Coupled with warnings about future shortages of health workers and doctors2, it’s clear other options need to be found.
The concept of applying findings from different technological areas to assist people in their daily activities, while also alleviating pressures on health professionals and carers, has emerged as a potential solution.
It is these Quality of Life Technologies (QOLTs) that are of particular interest to Dr Oscar Martinez Mozos, Lecturer in the School of Computer Science at the University of Lincoln (UK).
During the last two and a half years Dr Mozos has been working on assistive robotic technologies at Kyushu University in Japan, where he currently keeps a position as an external collaborative researcher.
He is bringing together some of the world’s leading researchers in this area at a special session for an international conference to be held in Spain from June 10-14.
Dr Mozos, whose research specifically focusses on the application of computer science to service robotics, assistive technologies, medicine and industry, said: “Typical applications for QOLTS are support aids for people with some kind of disability such as assistance robots and rehabilitation technologies, but they also include powerful tools to improve well-being of individuals and society in general. It’s basically using technology to enhance the lives of people in any way, whether it is by programming robots to perform specific tasks or through medicine. The aim of the conference is to bring together the top academics in this field and link the various disciplines, which include engineering, computer science, medicine, psychology and social sciences.”
Dr Mozos is now working with colleagues to collate all of the research strands in a special issue of the IEEE Journal of Biomedical and Health Informatics in June 2014.
Professor Cipriano Galindo, from the University of Malaga, Spain, and Professor Adriana Tapus, from the ENSTA-ParisTech, France, are also guest editors.
A project Professor Galindo is involved in aims to develop a system that will perform a range of services, including data collection and analysis of human behaviours through a ‘telepresence’ robot.

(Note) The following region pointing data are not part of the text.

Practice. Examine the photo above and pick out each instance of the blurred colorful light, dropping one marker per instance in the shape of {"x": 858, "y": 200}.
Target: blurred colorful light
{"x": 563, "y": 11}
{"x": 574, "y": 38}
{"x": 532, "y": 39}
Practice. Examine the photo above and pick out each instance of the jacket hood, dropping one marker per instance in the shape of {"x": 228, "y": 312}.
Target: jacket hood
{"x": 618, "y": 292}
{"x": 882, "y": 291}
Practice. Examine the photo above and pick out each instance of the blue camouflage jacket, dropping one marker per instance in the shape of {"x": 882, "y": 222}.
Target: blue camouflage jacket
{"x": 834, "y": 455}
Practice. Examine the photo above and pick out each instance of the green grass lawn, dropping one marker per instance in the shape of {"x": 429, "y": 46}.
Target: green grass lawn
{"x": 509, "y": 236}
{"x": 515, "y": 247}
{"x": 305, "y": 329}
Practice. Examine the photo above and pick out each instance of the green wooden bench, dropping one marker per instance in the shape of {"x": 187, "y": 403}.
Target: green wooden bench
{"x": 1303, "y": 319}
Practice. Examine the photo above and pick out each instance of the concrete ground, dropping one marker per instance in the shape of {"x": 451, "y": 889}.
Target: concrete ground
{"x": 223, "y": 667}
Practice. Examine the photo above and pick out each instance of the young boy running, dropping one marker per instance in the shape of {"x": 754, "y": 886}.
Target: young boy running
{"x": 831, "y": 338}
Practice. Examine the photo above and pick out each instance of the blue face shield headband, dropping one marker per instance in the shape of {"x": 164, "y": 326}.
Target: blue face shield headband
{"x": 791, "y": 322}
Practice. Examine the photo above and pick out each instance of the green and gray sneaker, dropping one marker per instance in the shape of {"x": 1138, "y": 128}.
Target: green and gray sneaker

The Giraff+ system will be installed and evaluated in at least 15 homes of elderly people in Sweden, Italy and Spain.
Professor Tapus is currently working on how assistive robots can provide affordable and personalised cognitive assistance, motivation and companionship to users suffering from conditions related to ageing or Alzheimer’s disease.
She said: “An important and growing trend in modern robotics research is to create robots with human-like qualities, which will allow robots to interact naturally with humans and to become a part of our lives. The main advantages of my research project are that it provides time-extended personalised cognitive and social interaction and “exercise” in a robot-supervised fashion. This is an entirely novel area of research in assistive and rehabilitation robotics and it opens up a broad avenue for future discovery and development.”